We have made this advance and have this foundational treatment in dupilumab.

And wouldn't it be great now, if we could improve the benefit in some patients by combining it with the IL-33.

And once again, we're considering doing this in multiple allergic conditions because the genetic support that this can be the case, not only in asthma, but in COPD and maybe atopic dermatitis and other settings as well.

Right, let's just close one point that I think maybe we didn't emphasize enough is that the other thing that's really important about dupilumab is we really do have an extensive clinical development profile from the safety point of view.

And that's building every day in the commercial point of view.

And going forward in this field, Dupixent is now set an extremely high bar, I believe, not just on the efficacy side, but on the safety side.

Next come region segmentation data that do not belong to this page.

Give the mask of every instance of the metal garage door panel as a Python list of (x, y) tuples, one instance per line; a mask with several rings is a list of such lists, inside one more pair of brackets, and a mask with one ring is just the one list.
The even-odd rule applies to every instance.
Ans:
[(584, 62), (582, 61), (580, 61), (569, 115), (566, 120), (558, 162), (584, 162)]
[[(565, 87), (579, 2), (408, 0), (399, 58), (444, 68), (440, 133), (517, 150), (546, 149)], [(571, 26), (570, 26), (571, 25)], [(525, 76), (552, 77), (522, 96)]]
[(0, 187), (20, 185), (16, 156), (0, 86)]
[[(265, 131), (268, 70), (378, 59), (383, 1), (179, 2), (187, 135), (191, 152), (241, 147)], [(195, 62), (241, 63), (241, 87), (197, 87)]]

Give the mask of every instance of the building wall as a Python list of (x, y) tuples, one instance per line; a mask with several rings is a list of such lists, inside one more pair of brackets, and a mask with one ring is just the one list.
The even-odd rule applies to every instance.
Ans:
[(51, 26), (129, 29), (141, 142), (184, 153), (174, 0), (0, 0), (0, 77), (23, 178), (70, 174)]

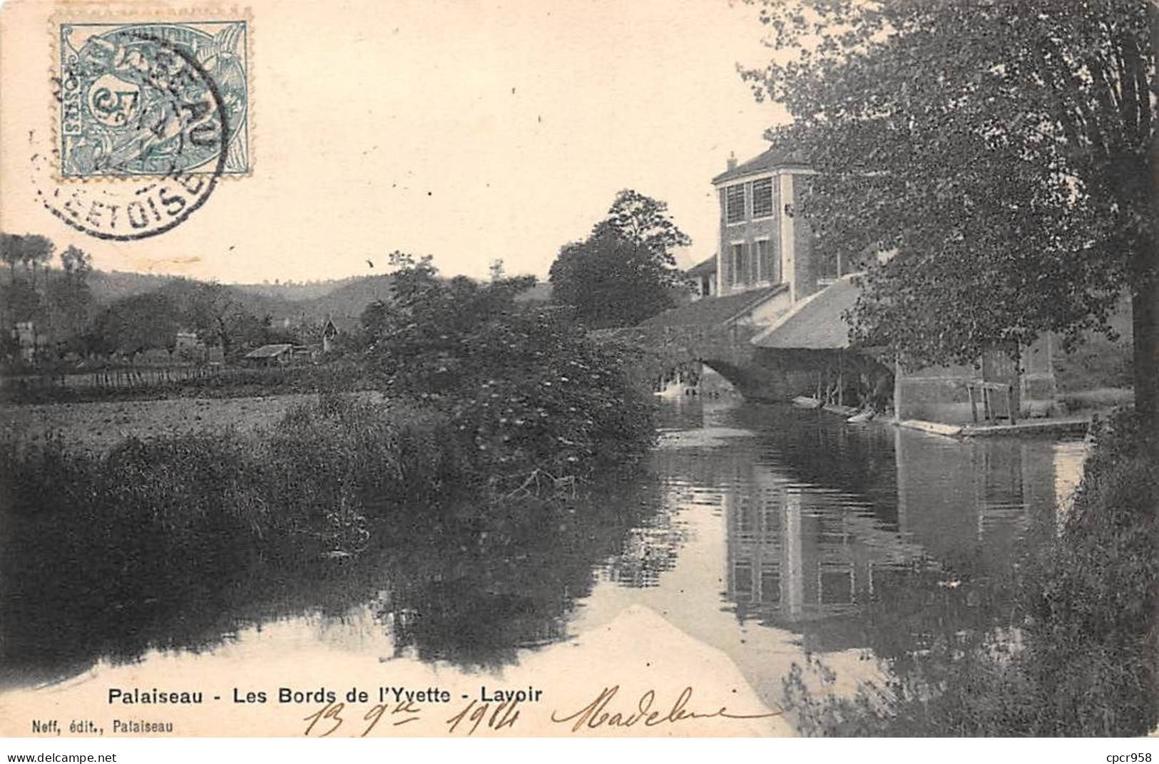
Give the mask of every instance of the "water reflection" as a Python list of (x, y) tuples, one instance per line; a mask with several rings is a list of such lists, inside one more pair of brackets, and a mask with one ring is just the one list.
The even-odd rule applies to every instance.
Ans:
[(25, 519), (0, 541), (0, 682), (102, 660), (144, 660), (147, 675), (158, 651), (236, 642), (274, 662), (291, 639), (494, 670), (644, 605), (728, 655), (772, 707), (807, 651), (853, 681), (867, 655), (896, 664), (1001, 625), (1019, 544), (1057, 522), (1083, 457), (728, 401), (668, 416), (681, 436), (643, 475), (575, 502), (410, 514), (357, 560), (167, 549), (122, 527), (53, 549)]
[[(685, 427), (694, 413), (681, 406)], [(1027, 528), (1057, 522), (1081, 469), (1074, 443), (958, 442), (789, 407), (700, 413), (705, 427), (743, 424), (755, 438), (657, 454), (657, 473), (720, 507), (737, 622), (814, 652), (892, 658), (933, 631), (1001, 624)]]

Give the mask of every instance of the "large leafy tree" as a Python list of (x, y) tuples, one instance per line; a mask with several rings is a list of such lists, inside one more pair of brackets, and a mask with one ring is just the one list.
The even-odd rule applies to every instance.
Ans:
[(79, 338), (88, 326), (94, 310), (88, 276), (93, 258), (85, 250), (70, 245), (60, 252), (60, 272), (45, 284), (45, 295), (52, 315), (54, 333), (60, 338)]
[(552, 263), (552, 300), (590, 326), (630, 326), (672, 307), (683, 277), (673, 250), (692, 240), (668, 205), (637, 191), (617, 194), (607, 216)]
[(1074, 343), (1131, 299), (1136, 403), (1154, 417), (1154, 37), (1138, 0), (761, 0), (783, 103), (817, 170), (802, 212), (869, 258), (855, 332), (910, 362)]
[[(429, 257), (395, 252), (388, 300), (362, 315), (365, 359), (393, 397), (442, 412), (455, 448), (496, 487), (544, 471), (582, 477), (639, 457), (651, 407), (619, 346), (563, 311), (516, 295), (533, 277), (439, 278)], [(538, 472), (535, 472), (538, 475)]]

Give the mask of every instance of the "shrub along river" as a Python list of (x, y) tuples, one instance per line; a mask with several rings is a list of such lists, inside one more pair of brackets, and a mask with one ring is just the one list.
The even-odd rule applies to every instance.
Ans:
[(955, 441), (732, 401), (663, 406), (661, 442), (630, 480), (534, 513), (394, 520), (357, 558), (218, 560), (210, 576), (136, 559), (110, 564), (103, 576), (138, 576), (114, 586), (76, 580), (51, 539), (13, 550), (59, 565), (29, 561), (38, 580), (19, 601), (7, 587), (2, 686), (103, 686), (131, 667), (138, 686), (204, 669), (228, 674), (209, 691), (272, 691), (293, 667), (366, 659), (450, 685), (519, 664), (586, 670), (585, 634), (647, 612), (627, 626), (640, 642), (663, 624), (730, 659), (748, 697), (775, 708), (807, 655), (845, 693), (938, 634), (1009, 625), (1021, 539), (1059, 521), (1081, 473), (1083, 443)]

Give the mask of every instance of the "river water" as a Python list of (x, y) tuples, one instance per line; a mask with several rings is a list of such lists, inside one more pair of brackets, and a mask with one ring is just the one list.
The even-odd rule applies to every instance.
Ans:
[(211, 692), (272, 693), (379, 667), (395, 683), (551, 685), (615, 666), (777, 708), (810, 658), (848, 693), (938, 633), (1001, 627), (1022, 539), (1057, 526), (1081, 473), (1078, 442), (956, 441), (730, 398), (662, 405), (643, 476), (556, 514), (437, 534), (396, 523), (357, 563), (176, 576), (83, 622), (72, 602), (24, 603), (12, 644), (51, 647), (8, 667), (0, 704), (89, 705), (108, 686), (205, 676), (220, 677)]

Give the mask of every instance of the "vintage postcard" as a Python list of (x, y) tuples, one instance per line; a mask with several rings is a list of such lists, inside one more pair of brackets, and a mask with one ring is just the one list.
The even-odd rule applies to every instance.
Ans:
[(1154, 28), (5, 3), (0, 735), (1152, 733)]

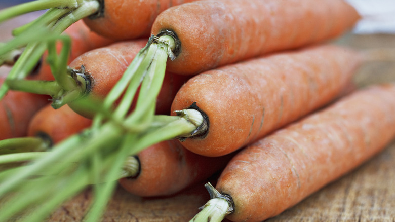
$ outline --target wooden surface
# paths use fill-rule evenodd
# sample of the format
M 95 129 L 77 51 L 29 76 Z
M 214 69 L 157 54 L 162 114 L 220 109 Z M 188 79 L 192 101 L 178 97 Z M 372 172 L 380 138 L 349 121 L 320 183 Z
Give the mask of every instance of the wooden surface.
M 338 43 L 361 50 L 379 48 L 395 50 L 395 36 L 389 35 L 351 35 Z M 394 81 L 395 60 L 369 62 L 358 71 L 354 80 L 359 87 Z M 205 182 L 162 198 L 142 198 L 118 188 L 103 221 L 188 221 L 209 199 L 203 187 Z M 215 184 L 215 176 L 211 182 Z M 90 191 L 86 191 L 58 209 L 50 221 L 80 221 L 90 195 Z M 395 141 L 352 172 L 268 221 L 395 221 Z
M 17 23 L 0 25 L 1 39 L 7 36 L 4 30 L 10 24 Z M 361 50 L 382 47 L 395 50 L 395 36 L 390 35 L 348 35 L 338 42 Z M 366 64 L 354 79 L 360 87 L 391 81 L 395 81 L 395 58 L 392 61 Z M 215 183 L 215 177 L 211 181 Z M 142 198 L 118 188 L 103 221 L 188 221 L 208 200 L 203 187 L 205 182 L 161 198 Z M 87 190 L 58 209 L 49 221 L 81 220 L 91 198 L 90 191 Z M 395 221 L 395 142 L 352 172 L 268 221 Z

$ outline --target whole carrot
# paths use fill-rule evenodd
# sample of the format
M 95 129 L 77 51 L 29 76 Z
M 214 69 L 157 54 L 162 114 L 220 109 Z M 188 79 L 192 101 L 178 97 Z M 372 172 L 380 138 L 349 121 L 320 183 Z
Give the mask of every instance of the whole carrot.
M 333 39 L 359 18 L 342 0 L 204 0 L 164 11 L 151 32 L 175 38 L 167 70 L 190 75 Z
M 234 151 L 338 96 L 362 61 L 350 49 L 320 45 L 196 76 L 180 89 L 172 110 L 194 104 L 208 127 L 183 145 L 208 156 Z
M 176 140 L 164 141 L 131 157 L 127 166 L 133 166 L 133 170 L 119 182 L 140 196 L 170 195 L 207 179 L 225 167 L 231 157 L 204 157 L 185 149 Z
M 82 104 L 87 101 L 102 101 L 145 43 L 142 40 L 120 42 L 88 51 L 73 60 L 67 68 L 63 68 L 62 69 L 67 68 L 66 72 L 58 75 L 64 74 L 69 78 L 55 82 L 16 80 L 8 83 L 14 90 L 50 95 L 53 98 L 54 107 L 58 108 L 68 103 L 76 112 L 91 118 L 94 111 L 87 110 Z M 173 98 L 189 78 L 170 72 L 165 75 L 161 91 L 156 99 L 157 114 L 170 113 Z M 140 80 L 138 80 L 136 90 Z M 69 85 L 64 83 L 71 83 L 71 86 L 65 89 L 63 86 Z M 133 108 L 136 100 L 128 109 Z
M 209 188 L 233 209 L 200 217 L 202 211 L 191 221 L 220 221 L 225 213 L 234 221 L 262 221 L 359 166 L 395 136 L 394 93 L 393 84 L 354 93 L 244 149 L 222 172 L 217 191 Z M 221 198 L 218 207 L 228 204 Z
M 0 85 L 4 79 L 0 80 Z M 0 100 L 0 140 L 24 136 L 34 114 L 48 103 L 48 97 L 10 91 Z

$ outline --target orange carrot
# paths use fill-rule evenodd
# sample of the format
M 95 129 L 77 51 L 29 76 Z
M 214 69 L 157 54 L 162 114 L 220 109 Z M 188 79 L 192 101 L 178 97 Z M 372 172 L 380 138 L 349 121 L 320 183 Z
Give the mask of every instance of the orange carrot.
M 173 32 L 179 49 L 167 69 L 193 74 L 334 38 L 359 18 L 343 0 L 200 1 L 165 10 L 151 33 Z
M 137 165 L 134 173 L 119 182 L 136 195 L 170 195 L 207 179 L 222 169 L 230 157 L 204 157 L 185 149 L 176 140 L 164 141 L 131 158 L 133 165 Z
M 379 152 L 395 137 L 394 95 L 393 84 L 371 87 L 243 150 L 216 187 L 234 204 L 226 218 L 274 216 Z
M 0 140 L 25 136 L 31 118 L 48 103 L 48 97 L 42 95 L 9 91 L 0 100 Z
M 136 54 L 145 45 L 144 40 L 120 42 L 106 47 L 88 52 L 74 59 L 69 66 L 75 69 L 84 66 L 83 74 L 89 76 L 92 82 L 89 94 L 79 99 L 76 103 L 70 102 L 70 107 L 86 117 L 91 118 L 89 110 L 80 109 L 81 100 L 102 100 L 108 93 L 125 71 Z M 171 73 L 167 73 L 161 92 L 157 99 L 156 113 L 169 114 L 171 101 L 178 89 L 188 79 Z M 134 106 L 132 104 L 132 106 Z M 133 108 L 133 106 L 132 108 Z
M 108 38 L 127 40 L 149 35 L 156 16 L 171 7 L 195 0 L 102 1 L 102 12 L 84 19 L 94 31 Z
M 88 127 L 92 120 L 77 114 L 67 105 L 55 109 L 47 105 L 31 119 L 28 136 L 38 136 L 54 144 Z
M 82 21 L 77 21 L 64 31 L 64 33 L 71 39 L 71 48 L 69 57 L 72 61 L 77 57 L 88 51 L 102 47 L 113 43 L 113 40 L 102 37 L 91 31 Z M 57 44 L 60 51 L 62 44 Z M 49 65 L 46 62 L 48 53 L 45 53 L 43 57 L 29 75 L 29 79 L 42 80 L 54 80 Z
M 207 118 L 208 128 L 183 145 L 204 156 L 232 152 L 330 102 L 361 62 L 350 49 L 327 45 L 203 72 L 172 105 L 174 111 L 194 103 Z

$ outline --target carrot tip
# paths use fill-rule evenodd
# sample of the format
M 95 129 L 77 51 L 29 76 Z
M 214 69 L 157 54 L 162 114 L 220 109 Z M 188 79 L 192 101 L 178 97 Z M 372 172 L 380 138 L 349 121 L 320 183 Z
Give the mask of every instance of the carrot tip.
M 233 203 L 230 197 L 221 194 L 210 182 L 206 183 L 205 187 L 211 199 L 199 208 L 202 211 L 189 222 L 220 222 L 233 211 Z

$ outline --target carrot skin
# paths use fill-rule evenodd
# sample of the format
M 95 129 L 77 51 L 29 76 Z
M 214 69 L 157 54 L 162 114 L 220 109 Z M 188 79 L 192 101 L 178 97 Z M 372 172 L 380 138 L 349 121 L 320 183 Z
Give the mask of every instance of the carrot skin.
M 70 62 L 84 53 L 114 42 L 112 40 L 103 38 L 91 31 L 82 21 L 80 20 L 67 28 L 64 33 L 71 39 L 71 49 L 69 57 L 69 61 Z M 58 52 L 60 52 L 62 46 L 61 43 L 57 44 L 57 49 Z M 32 71 L 29 79 L 41 80 L 55 80 L 52 76 L 51 67 L 46 62 L 47 56 L 48 52 L 45 52 L 37 69 Z
M 53 144 L 88 128 L 92 120 L 86 118 L 64 105 L 55 109 L 48 104 L 31 119 L 27 129 L 28 136 L 44 136 Z
M 93 79 L 93 87 L 88 95 L 78 100 L 103 99 L 146 44 L 145 40 L 119 42 L 87 52 L 72 61 L 69 65 L 71 68 L 79 69 L 83 65 L 86 74 L 89 75 Z M 174 97 L 181 86 L 189 78 L 166 72 L 157 99 L 157 114 L 170 114 Z M 80 108 L 80 102 L 72 102 L 68 105 L 78 114 L 91 119 L 93 114 L 89 110 Z M 132 104 L 131 109 L 135 102 L 135 101 Z
M 216 187 L 234 201 L 227 218 L 274 216 L 379 152 L 395 137 L 394 94 L 371 87 L 243 149 Z
M 181 49 L 167 68 L 192 75 L 337 37 L 360 17 L 342 0 L 201 1 L 163 12 L 151 33 L 175 33 Z
M 161 12 L 192 1 L 195 0 L 105 0 L 102 16 L 86 18 L 84 21 L 96 33 L 117 41 L 147 37 Z
M 136 178 L 124 178 L 120 184 L 129 193 L 142 197 L 174 194 L 207 179 L 223 168 L 232 156 L 204 157 L 184 148 L 176 140 L 164 141 L 140 152 L 140 172 Z
M 0 80 L 0 85 L 4 79 Z M 0 140 L 25 136 L 28 123 L 49 97 L 24 92 L 10 91 L 0 100 Z
M 356 52 L 327 45 L 204 72 L 180 88 L 172 105 L 174 111 L 196 102 L 208 117 L 207 134 L 183 145 L 212 157 L 234 151 L 333 100 L 361 62 Z

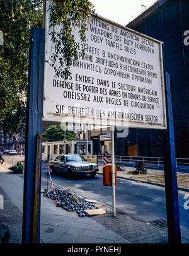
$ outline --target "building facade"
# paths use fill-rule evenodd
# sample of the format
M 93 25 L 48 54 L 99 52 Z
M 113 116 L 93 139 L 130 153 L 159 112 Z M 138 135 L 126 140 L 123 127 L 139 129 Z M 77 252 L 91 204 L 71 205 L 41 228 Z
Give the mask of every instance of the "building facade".
M 127 25 L 164 42 L 164 68 L 171 78 L 177 158 L 189 158 L 188 10 L 188 0 L 159 0 Z M 161 131 L 129 129 L 125 138 L 116 134 L 117 154 L 163 156 Z

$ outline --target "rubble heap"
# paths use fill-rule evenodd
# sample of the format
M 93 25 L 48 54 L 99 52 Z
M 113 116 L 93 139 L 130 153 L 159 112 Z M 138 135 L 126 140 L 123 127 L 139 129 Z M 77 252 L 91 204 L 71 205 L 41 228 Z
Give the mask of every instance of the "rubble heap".
M 95 206 L 89 202 L 86 202 L 84 198 L 74 195 L 67 190 L 57 188 L 55 189 L 55 192 L 60 206 L 69 212 L 76 211 L 79 217 L 88 216 L 89 215 L 84 210 L 95 208 Z M 55 200 L 53 190 L 44 194 L 43 195 Z

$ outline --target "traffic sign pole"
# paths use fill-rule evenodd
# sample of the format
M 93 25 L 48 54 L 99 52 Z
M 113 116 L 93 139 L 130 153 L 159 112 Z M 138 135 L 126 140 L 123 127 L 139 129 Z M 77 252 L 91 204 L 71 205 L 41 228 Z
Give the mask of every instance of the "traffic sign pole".
M 111 127 L 112 132 L 112 186 L 113 216 L 116 216 L 115 211 L 115 152 L 114 152 L 114 127 Z
M 180 243 L 181 232 L 175 161 L 175 146 L 170 76 L 165 73 L 168 130 L 164 131 L 164 171 L 168 219 L 168 240 Z

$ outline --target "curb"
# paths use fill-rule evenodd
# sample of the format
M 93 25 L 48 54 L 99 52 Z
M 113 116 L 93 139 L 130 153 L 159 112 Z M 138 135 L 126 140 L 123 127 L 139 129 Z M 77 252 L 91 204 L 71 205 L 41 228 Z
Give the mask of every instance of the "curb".
M 96 173 L 97 173 L 97 174 L 103 175 L 103 173 L 98 173 L 98 172 L 97 172 Z M 138 182 L 139 180 L 140 180 L 140 182 L 146 183 L 147 184 L 155 185 L 156 185 L 156 186 L 164 187 L 165 187 L 165 185 L 161 184 L 161 183 L 156 183 L 156 182 L 146 182 L 146 181 L 144 181 L 144 180 L 137 180 L 137 179 L 136 179 L 136 178 L 120 177 L 118 177 L 118 176 L 117 176 L 117 178 L 122 178 L 123 180 L 132 180 L 132 181 L 134 181 L 134 182 Z M 185 189 L 185 188 L 183 188 L 183 187 L 178 187 L 178 190 L 181 190 L 181 191 L 189 192 L 189 189 Z

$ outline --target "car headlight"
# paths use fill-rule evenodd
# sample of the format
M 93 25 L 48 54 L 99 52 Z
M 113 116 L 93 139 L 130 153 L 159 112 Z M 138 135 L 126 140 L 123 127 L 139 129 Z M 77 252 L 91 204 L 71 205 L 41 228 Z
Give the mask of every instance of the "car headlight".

In the rheumatoid arthritis field, people, because biologics came with a cost, are willing to accept that cost because they had great efficacy.

We've got really what I think is terrific efficacy.

But also, almost unprecedented safety that we've seen thus far in our clinical trials.

We really haven't seen the kinds of immune dysfunction problems that you see when you block other angles of the immune system.

And just to add to that, again, I mean, I think this is the future, the future of medicine and it's the future of drug development.

The genetics that we have to support our targets, for example, IL-33.

Not only are supporting that blocking IL-33 function or loss of function mutants in IL-33 can be protective, but they're also comforting us in terms of the safety profile going in.

So genetics are really offering an opportunity to get insights before you ever do studies in humans into the future potential benefit, but also the safety profile, which is another reason why we're very excited about the IL-33.

Paulette, that concludes our call today.

Thank you, ladies and gentlemen.

This concludes today's conference.

Thank you for participating, and you may now disconnect.